Enabling command hashing in tcsh

It seems command hashing is disabled by default in our tcsh environment, and I’m not permitted to get it enabled across the board. Instead I’m looking to enable command hashing within individual scripts, all of which contain while loops, so I’d expect the first iteration to loop through all the paths defined in $PATH and subsequent iterations to hit the exact path from the internal hash table. The purpose is to reduce the number of failed execve calls captured by the audit service.

First question, is there a command similar to "hash" in tcsh to output the internal hash table? Hashstat doesn’t appear to work, it doesn’t output anything on the prompt, perhaps because hashing is disabled? When I did get it to print something, it printed only the number and size of hash buckets, not any specific commands.

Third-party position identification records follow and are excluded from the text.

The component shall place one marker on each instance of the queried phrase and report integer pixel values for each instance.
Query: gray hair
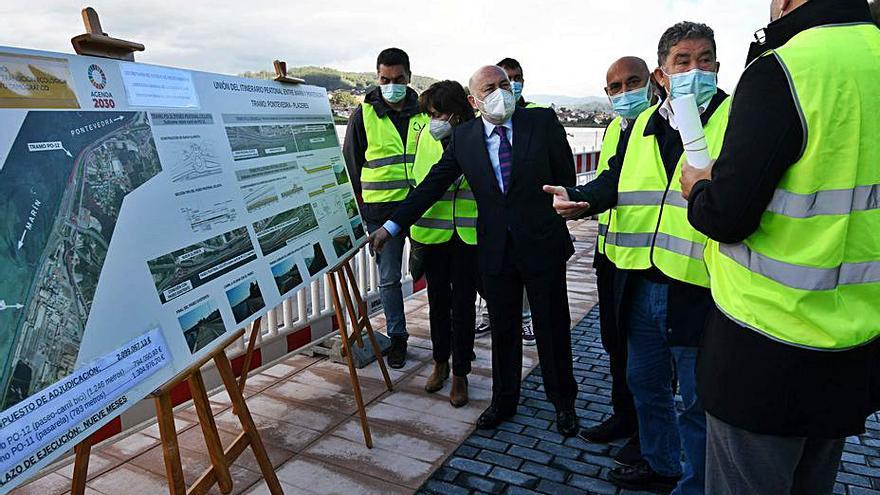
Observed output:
(684, 30)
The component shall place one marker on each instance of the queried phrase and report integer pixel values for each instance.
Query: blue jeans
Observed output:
(389, 262)
(650, 368)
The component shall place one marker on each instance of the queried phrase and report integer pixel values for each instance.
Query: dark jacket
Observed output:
(355, 146)
(745, 378)
(688, 304)
(541, 155)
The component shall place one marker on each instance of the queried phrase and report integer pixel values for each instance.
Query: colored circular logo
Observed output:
(97, 76)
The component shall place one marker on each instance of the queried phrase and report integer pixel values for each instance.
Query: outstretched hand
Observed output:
(691, 175)
(377, 240)
(566, 208)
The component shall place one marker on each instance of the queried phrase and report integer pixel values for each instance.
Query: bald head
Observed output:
(626, 74)
(487, 79)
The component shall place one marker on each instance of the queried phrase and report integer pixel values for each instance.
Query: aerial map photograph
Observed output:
(61, 203)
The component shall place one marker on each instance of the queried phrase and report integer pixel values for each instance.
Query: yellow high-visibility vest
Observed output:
(650, 225)
(387, 173)
(809, 276)
(456, 211)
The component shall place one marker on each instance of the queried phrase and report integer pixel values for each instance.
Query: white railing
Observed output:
(301, 310)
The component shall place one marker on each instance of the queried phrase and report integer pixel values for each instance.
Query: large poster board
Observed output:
(146, 211)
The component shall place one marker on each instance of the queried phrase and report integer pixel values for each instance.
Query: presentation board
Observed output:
(145, 212)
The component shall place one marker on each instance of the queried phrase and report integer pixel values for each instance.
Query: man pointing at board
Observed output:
(506, 156)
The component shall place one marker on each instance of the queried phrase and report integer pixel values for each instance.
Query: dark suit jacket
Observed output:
(541, 155)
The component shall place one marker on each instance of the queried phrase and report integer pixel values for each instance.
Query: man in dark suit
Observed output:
(506, 156)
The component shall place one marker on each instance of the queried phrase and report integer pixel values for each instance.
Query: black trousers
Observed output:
(453, 278)
(548, 297)
(613, 341)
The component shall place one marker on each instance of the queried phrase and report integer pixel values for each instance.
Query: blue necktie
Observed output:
(505, 157)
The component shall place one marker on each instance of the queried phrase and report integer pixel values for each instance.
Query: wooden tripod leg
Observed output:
(249, 354)
(362, 317)
(343, 333)
(170, 449)
(81, 466)
(209, 430)
(247, 423)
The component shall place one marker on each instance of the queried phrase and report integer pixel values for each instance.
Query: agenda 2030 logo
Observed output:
(100, 97)
(97, 77)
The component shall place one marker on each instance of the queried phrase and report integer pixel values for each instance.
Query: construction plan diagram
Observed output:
(170, 216)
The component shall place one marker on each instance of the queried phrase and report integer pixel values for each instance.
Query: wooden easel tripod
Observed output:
(342, 283)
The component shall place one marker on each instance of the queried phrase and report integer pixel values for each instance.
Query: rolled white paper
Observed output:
(687, 118)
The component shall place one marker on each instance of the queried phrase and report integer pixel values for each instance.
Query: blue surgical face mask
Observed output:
(516, 87)
(393, 93)
(702, 84)
(630, 104)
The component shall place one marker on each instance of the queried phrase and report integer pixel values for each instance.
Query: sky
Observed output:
(565, 46)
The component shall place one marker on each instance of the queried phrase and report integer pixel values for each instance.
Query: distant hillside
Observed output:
(589, 103)
(333, 79)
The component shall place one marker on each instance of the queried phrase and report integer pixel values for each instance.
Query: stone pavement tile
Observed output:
(279, 370)
(373, 372)
(273, 431)
(258, 382)
(130, 446)
(338, 398)
(192, 462)
(423, 448)
(294, 412)
(395, 467)
(416, 358)
(136, 481)
(526, 455)
(445, 428)
(50, 484)
(98, 465)
(475, 379)
(194, 440)
(307, 475)
(183, 420)
(436, 405)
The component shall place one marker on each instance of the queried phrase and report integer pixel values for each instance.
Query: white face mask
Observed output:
(440, 129)
(498, 106)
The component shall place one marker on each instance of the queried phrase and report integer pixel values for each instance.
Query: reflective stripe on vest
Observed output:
(609, 148)
(809, 276)
(650, 226)
(455, 211)
(387, 173)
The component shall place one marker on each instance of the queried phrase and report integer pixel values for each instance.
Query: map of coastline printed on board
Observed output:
(136, 197)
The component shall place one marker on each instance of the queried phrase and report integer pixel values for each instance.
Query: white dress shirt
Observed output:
(666, 111)
(493, 142)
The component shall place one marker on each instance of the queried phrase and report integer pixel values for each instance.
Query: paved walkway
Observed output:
(305, 410)
(526, 456)
(306, 413)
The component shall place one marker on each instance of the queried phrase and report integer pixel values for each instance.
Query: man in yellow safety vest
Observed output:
(790, 360)
(379, 150)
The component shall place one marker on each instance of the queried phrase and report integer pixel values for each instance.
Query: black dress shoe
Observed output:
(613, 428)
(494, 416)
(641, 477)
(566, 423)
(631, 452)
(397, 352)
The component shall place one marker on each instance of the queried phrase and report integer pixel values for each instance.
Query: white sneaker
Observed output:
(528, 333)
(483, 326)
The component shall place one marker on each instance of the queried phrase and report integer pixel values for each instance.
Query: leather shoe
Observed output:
(611, 429)
(567, 423)
(494, 416)
(631, 452)
(397, 352)
(438, 376)
(458, 395)
(642, 478)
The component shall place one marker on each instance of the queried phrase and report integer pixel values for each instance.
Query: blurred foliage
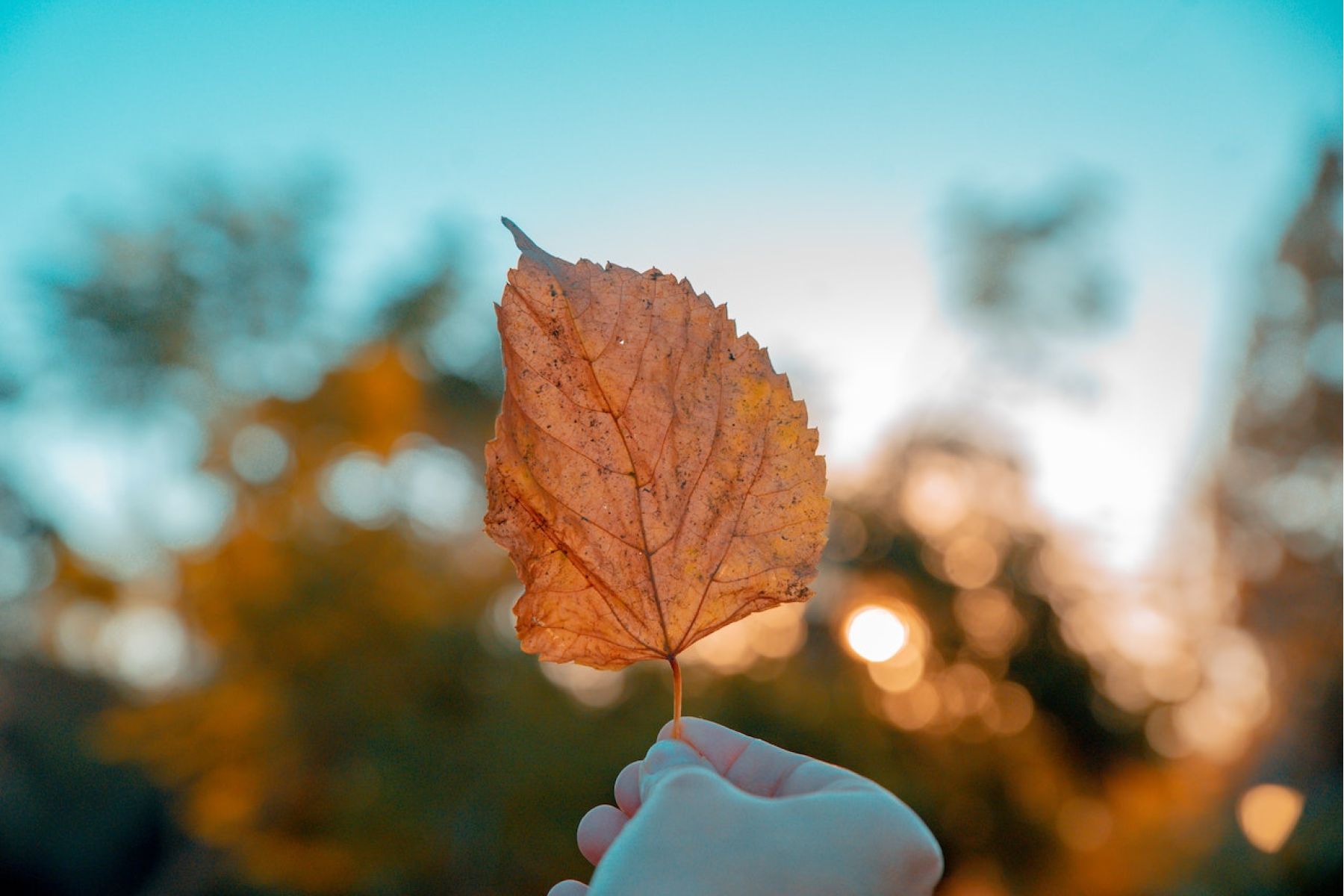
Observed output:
(329, 697)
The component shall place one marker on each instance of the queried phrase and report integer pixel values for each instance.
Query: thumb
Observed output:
(668, 759)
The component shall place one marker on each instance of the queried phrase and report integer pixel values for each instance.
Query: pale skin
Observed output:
(719, 812)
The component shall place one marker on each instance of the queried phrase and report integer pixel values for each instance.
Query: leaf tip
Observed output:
(520, 240)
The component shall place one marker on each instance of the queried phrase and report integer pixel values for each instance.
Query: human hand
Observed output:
(724, 813)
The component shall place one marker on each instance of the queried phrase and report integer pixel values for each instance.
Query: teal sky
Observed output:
(792, 159)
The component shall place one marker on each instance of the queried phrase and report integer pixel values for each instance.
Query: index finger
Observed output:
(759, 768)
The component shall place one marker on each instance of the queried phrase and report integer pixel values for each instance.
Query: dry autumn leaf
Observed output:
(651, 476)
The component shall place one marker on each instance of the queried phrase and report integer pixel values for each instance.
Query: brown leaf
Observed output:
(651, 474)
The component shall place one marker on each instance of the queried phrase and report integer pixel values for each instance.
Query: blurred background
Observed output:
(1060, 284)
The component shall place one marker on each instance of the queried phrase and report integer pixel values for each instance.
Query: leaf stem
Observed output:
(676, 697)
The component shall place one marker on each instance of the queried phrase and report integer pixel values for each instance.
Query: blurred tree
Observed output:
(1031, 280)
(214, 294)
(1277, 505)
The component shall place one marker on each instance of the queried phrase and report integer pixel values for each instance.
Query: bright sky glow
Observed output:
(794, 160)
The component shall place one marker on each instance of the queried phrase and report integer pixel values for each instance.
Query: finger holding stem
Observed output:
(676, 697)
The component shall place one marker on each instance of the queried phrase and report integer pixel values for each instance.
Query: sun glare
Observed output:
(877, 633)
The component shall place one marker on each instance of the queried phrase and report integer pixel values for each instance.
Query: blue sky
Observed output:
(794, 160)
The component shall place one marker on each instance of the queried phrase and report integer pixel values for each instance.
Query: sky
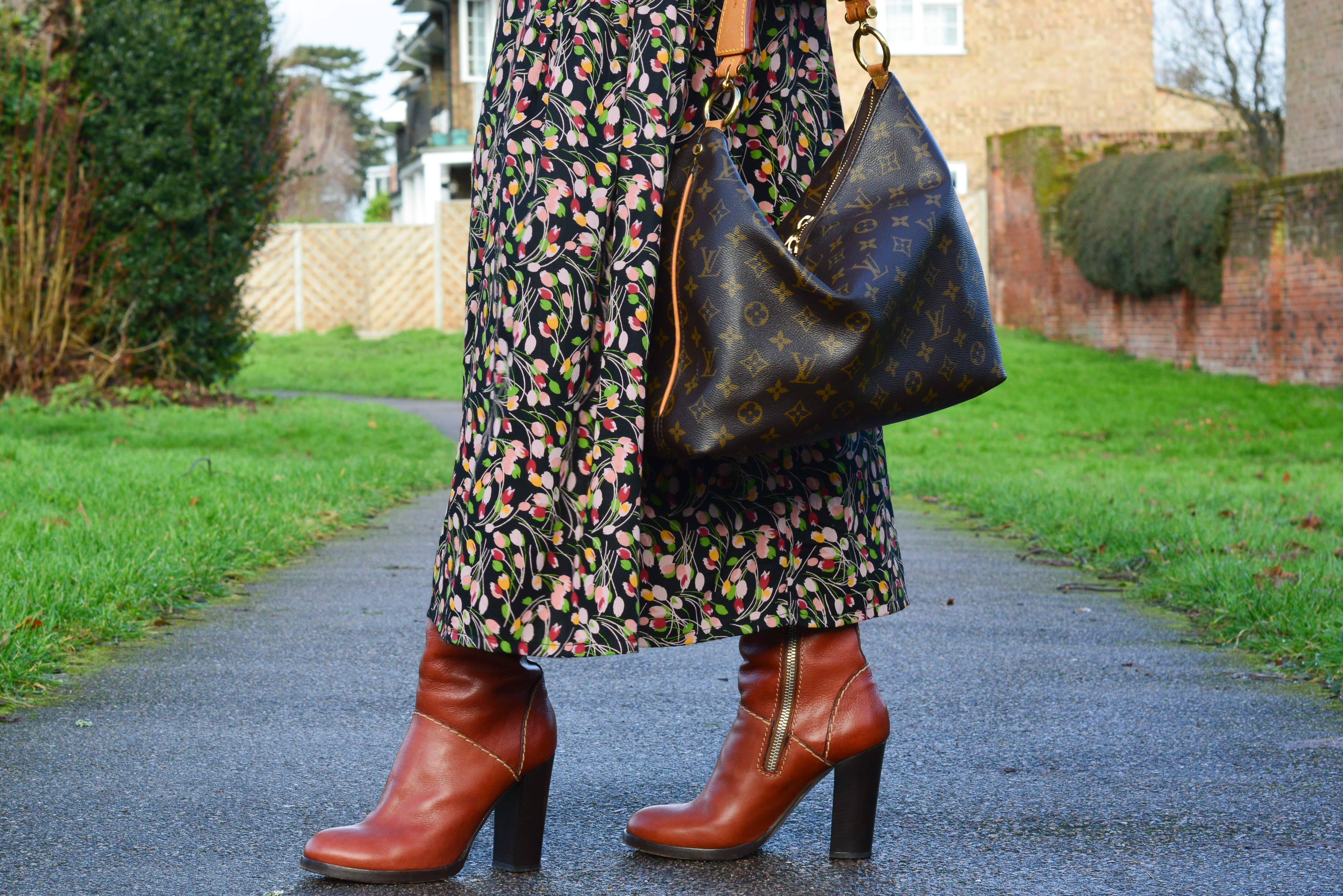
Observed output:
(364, 25)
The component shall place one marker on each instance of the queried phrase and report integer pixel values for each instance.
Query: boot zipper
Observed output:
(804, 230)
(783, 719)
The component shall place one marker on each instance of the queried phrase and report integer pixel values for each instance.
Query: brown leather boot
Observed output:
(483, 739)
(809, 705)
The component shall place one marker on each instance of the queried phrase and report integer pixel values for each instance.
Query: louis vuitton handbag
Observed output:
(865, 307)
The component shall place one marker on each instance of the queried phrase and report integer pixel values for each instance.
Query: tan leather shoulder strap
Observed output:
(857, 11)
(736, 37)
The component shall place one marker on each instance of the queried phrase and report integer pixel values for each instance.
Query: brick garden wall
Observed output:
(1314, 86)
(1282, 311)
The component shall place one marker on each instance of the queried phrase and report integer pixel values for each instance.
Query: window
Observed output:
(961, 176)
(923, 27)
(477, 30)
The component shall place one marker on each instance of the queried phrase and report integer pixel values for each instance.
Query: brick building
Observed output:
(980, 68)
(445, 60)
(1314, 137)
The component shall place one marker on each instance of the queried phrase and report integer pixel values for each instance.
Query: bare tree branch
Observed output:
(1228, 51)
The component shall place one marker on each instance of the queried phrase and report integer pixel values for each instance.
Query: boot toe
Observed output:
(650, 823)
(340, 847)
(677, 825)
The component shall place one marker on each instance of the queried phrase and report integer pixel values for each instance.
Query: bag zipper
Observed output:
(783, 719)
(808, 222)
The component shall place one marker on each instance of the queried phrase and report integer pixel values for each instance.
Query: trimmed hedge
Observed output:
(189, 152)
(1153, 223)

Main question, I’ve tried adding "rehash" to the beginning of the script, which has helped reduce the number of execve calls per command from ~5 to ~2 (even on the first iteration). For some reason, it still always tries to run commands from "/sbin" first. Any suggestions on what to check to see why after running rehash it still tries to execute a command from an invalid path, or is there an alternative way to enable command hashing from within a script?

Side question, bash on the other hand still manages to hit the correct path even with the hash table disabled. Any idea how it does this without command hashing?

Lastly, strace hasn’t captured the failed execve calls captured by audit. I’ve tried simple strace sleep, and strace -f -e trace=execve sleep, both essentially just showing the correct entry, but not the failed ones:

execve("/bin/sleep", ["sleep"], 0x7ffe0d773ff8 /* 32 vars */) = 0.

Asked By: Maikol

||

It’s quite a complicated issue, but I’ll try to explain

How are the commands being hashed in tcsh

Command hashing in tcsh is quite different than in bash. In bash, every time is command is executed for the first time, it searches for its location in the PATH environment variable and caches it. The next time the same command is being executed, it will use the full path already hashed.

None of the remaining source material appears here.